Klompen: iedereen weet wat het zijn en hoe ze er uitzien. Toch worden ze veel minder gedragen dan vroeger en is de klompendrager een uitstervend ras. En dat terwijl het nog niet zolang geleden is dat bijna iedereen een paar klompen had en daar dagelijks op liep. Er waren in die tijd dan ook veel klompenmakers die allen hun eigen model, in een vaak bonte variatie van kleuren en versieringen, maakten. De grote verscheidenheid aan klompen van vroeger en van nu is een waardevol deel van het cultuurhistorisch erfgoed van een volk.
Klompenmuseum Gebr. Wietzes is genoemd naar de twee laatste klompenmakers in Eelde:
Eiso Wietzes (1916 - 1977) en Egbert Wietzes (1925 - 1988).
Niet alleen vervaardigden zij op zeer vakkundige wijze gebruiksklompen; zij verzamelden ook klompen uit vele landen.

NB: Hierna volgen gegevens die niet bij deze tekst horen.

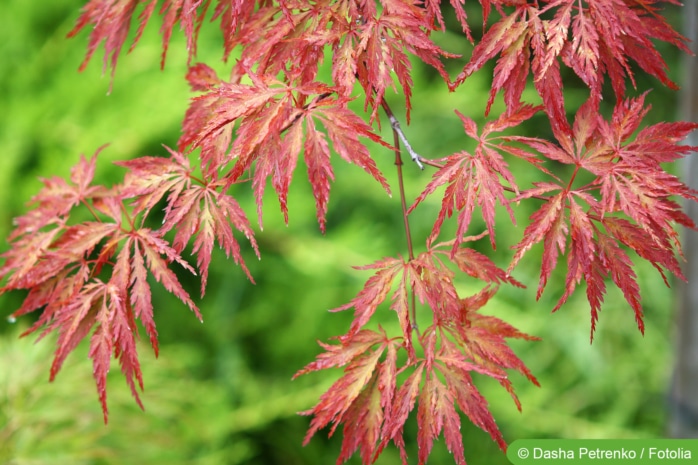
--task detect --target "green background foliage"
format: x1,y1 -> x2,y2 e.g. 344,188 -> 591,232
0,0 -> 680,465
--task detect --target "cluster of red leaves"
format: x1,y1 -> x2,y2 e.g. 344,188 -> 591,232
0,147 -> 257,421
0,0 -> 698,464
296,239 -> 538,464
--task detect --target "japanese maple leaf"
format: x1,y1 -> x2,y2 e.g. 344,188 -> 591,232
409,105 -> 540,251
162,182 -> 259,296
294,329 -> 396,456
68,0 -> 213,74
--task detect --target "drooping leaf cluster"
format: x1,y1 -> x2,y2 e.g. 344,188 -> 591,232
0,0 -> 697,464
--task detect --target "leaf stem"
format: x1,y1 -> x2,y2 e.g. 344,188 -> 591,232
381,99 -> 424,170
381,100 -> 424,335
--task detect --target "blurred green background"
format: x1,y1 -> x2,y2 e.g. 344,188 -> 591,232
0,0 -> 680,465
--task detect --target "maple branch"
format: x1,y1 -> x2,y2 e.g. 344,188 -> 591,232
381,99 -> 424,170
383,101 -> 423,336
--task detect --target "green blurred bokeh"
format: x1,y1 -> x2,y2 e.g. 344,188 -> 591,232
0,0 -> 679,465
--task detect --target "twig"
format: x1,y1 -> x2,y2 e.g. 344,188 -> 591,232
381,99 -> 424,170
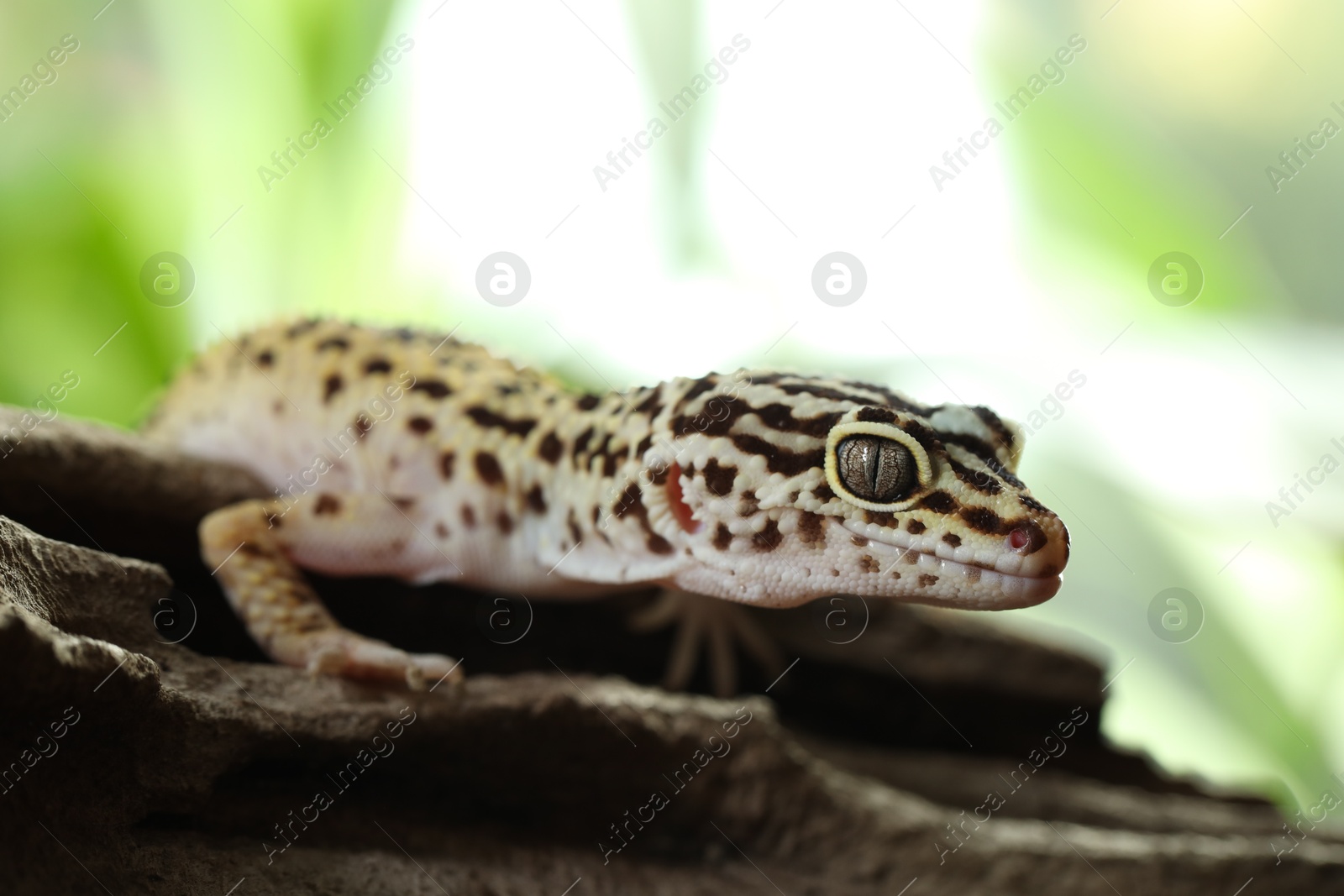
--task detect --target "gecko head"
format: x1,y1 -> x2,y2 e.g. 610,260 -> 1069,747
645,372 -> 1068,610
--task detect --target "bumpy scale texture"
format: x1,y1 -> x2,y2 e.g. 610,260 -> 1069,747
145,320 -> 1068,688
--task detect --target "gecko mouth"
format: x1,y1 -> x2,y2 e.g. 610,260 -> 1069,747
869,529 -> 1063,610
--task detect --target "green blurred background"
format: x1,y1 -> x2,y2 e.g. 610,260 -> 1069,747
0,0 -> 1344,804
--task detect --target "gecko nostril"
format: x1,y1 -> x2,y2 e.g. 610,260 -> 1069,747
1006,520 -> 1050,553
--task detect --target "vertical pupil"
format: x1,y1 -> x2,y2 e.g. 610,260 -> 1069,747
864,439 -> 883,498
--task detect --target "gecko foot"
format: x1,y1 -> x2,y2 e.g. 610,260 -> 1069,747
294,629 -> 462,690
629,589 -> 784,697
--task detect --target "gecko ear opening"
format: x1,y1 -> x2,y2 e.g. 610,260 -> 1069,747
663,464 -> 704,535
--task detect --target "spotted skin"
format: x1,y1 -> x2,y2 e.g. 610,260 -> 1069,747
145,320 -> 1068,688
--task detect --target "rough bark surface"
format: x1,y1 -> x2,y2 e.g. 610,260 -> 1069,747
0,408 -> 1344,896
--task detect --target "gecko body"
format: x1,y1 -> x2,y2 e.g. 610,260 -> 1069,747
145,320 -> 1068,683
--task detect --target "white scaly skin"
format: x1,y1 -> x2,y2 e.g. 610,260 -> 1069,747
145,321 -> 1068,693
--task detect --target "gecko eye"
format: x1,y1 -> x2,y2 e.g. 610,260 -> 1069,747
836,435 -> 916,504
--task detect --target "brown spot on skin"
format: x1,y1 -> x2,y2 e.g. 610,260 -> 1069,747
714,522 -> 732,551
466,405 -> 536,438
732,434 -> 825,475
704,457 -> 738,498
961,508 -> 1005,537
612,482 -> 649,520
797,511 -> 827,548
948,455 -> 1003,495
858,407 -> 896,423
615,482 -> 675,553
536,432 -> 564,464
739,405 -> 844,438
475,451 -> 504,485
527,485 -> 546,513
410,380 -> 453,398
573,426 -> 593,461
751,520 -> 784,552
919,491 -> 957,513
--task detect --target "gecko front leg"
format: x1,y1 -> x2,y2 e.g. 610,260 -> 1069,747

Na het overlijden van Egbert krijgt de Stichting Klompenmuseum Gebr. Wietzes het beheer over de collectie klompen en klompenmakergereedschappen.
De collectie wordt uitgebreid met de collectie van de heer H.P. Bongers uit Enschede, leraar aan een Technische school in Enschede.
Zijn verzameling bestond uit klompen en uniek klompenmakergereedschap uit: België, Denemarken, Duitsland, Frankrijk en Spanje. In 2002 komt de totale collectie in eigendom van het Klompenmuseum.
In 1990 wordt het Internationaal Klompenmuseum in Eelde geopend. De Internationale collectie omvat:
ruim 2.200 paar verschillende klompen en ander schoeisel met een houten zool uit 43 landen
de grootste en meest uitgebreide collectie ter Wereld
honderden stuks gereedschap uit zeven Europese landen
enkelvoudige machines (rond 1920) uit Nederland, Duitsland en Frankrijk
informatiemateriaal, zoals boeken, kranten artikelen, foto´s, enz. enz.